Scikit Learn 中不确定的随机森林文档

Unconclusive RandomForest documentation in ScikitLearn

在 Scikit-Learn http://scikit-learn.org/stable/modules/ensemble.html#id6 的集成方法文档中 1.9.2.3 部分。参数我们读到:

(...) The best results are also usually reached when setting max_depth=None in combination with min_samples_split=1 (i.e., when fully developing the trees). Bear in mind though that these values are usually not optimal. The best parameter values should always be cross- validated.

那么最佳结果和最佳结果有什么区别?我认为作者所说的最佳结果是指最佳交叉验证预测结果。

In addition, note that bootstrap samples are used by default in random forests (bootstrap=True) while the default strategy is to use the original dataset for building extra-trees (bootstrap=False).

我是这样理解的:在 Scikit-Learns 实现中默认使用自举,但默认策略是使用自举。

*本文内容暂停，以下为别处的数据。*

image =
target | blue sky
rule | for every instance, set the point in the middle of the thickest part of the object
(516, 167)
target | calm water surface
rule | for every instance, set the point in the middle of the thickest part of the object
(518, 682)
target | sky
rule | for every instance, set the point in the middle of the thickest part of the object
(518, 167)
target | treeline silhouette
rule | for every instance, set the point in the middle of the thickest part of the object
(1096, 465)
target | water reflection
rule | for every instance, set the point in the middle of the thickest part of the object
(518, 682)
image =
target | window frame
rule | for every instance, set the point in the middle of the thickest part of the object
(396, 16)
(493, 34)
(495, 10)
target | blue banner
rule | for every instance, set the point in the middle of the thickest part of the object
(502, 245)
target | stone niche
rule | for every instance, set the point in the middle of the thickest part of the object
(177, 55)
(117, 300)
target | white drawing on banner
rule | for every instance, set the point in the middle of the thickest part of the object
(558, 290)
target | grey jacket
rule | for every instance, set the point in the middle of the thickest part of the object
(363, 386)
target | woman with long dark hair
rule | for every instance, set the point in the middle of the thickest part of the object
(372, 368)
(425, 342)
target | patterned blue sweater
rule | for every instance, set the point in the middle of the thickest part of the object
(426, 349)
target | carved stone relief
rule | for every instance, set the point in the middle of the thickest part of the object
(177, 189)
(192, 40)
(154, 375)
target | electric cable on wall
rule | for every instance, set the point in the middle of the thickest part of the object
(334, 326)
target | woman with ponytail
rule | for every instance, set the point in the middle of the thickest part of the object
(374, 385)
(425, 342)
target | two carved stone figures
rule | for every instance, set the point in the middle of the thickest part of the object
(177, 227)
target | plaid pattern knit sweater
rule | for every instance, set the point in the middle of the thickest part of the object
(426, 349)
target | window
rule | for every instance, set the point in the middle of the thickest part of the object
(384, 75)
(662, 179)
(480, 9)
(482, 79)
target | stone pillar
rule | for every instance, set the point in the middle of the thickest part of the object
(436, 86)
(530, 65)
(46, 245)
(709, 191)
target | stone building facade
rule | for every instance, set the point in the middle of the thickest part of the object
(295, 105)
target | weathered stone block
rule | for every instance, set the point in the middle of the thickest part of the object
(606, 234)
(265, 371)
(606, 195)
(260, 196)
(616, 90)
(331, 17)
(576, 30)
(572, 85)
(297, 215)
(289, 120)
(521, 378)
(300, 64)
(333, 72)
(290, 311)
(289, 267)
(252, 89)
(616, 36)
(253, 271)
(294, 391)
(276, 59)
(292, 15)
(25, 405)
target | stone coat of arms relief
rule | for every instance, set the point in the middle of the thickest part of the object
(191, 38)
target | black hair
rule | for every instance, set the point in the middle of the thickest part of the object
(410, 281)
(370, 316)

如果是这样,那么默认策略的来源是什么?为什么它不是实现中的默认策略?

我同意第一句话是自相矛盾的。也许以下会更好:

The best results are also often reached with fully developed trees (max_depth=None and min_samples_split=1). Bear in mind though that these values are usually not guaranteed to be optimal. The best parameter values should always be cross-validated.

对于第二个引用,它将随机森林(RandomForestClassifierRandomForestRegression)的 bootstrap 参数的默认值与 [=23] 中实现的极端随机树进行比较=] ExtraTreesClassifierExtraTreesRegressor。以下内容可能更明确:

In addition, note that bootstrap samples are used by default in random forests (bootstrap=True) while for building extra-trees the default strategy is to use the original dataset (bootstrap=False).

如果您发现这些公式更易于理解,请随时提交包含修复的 PR。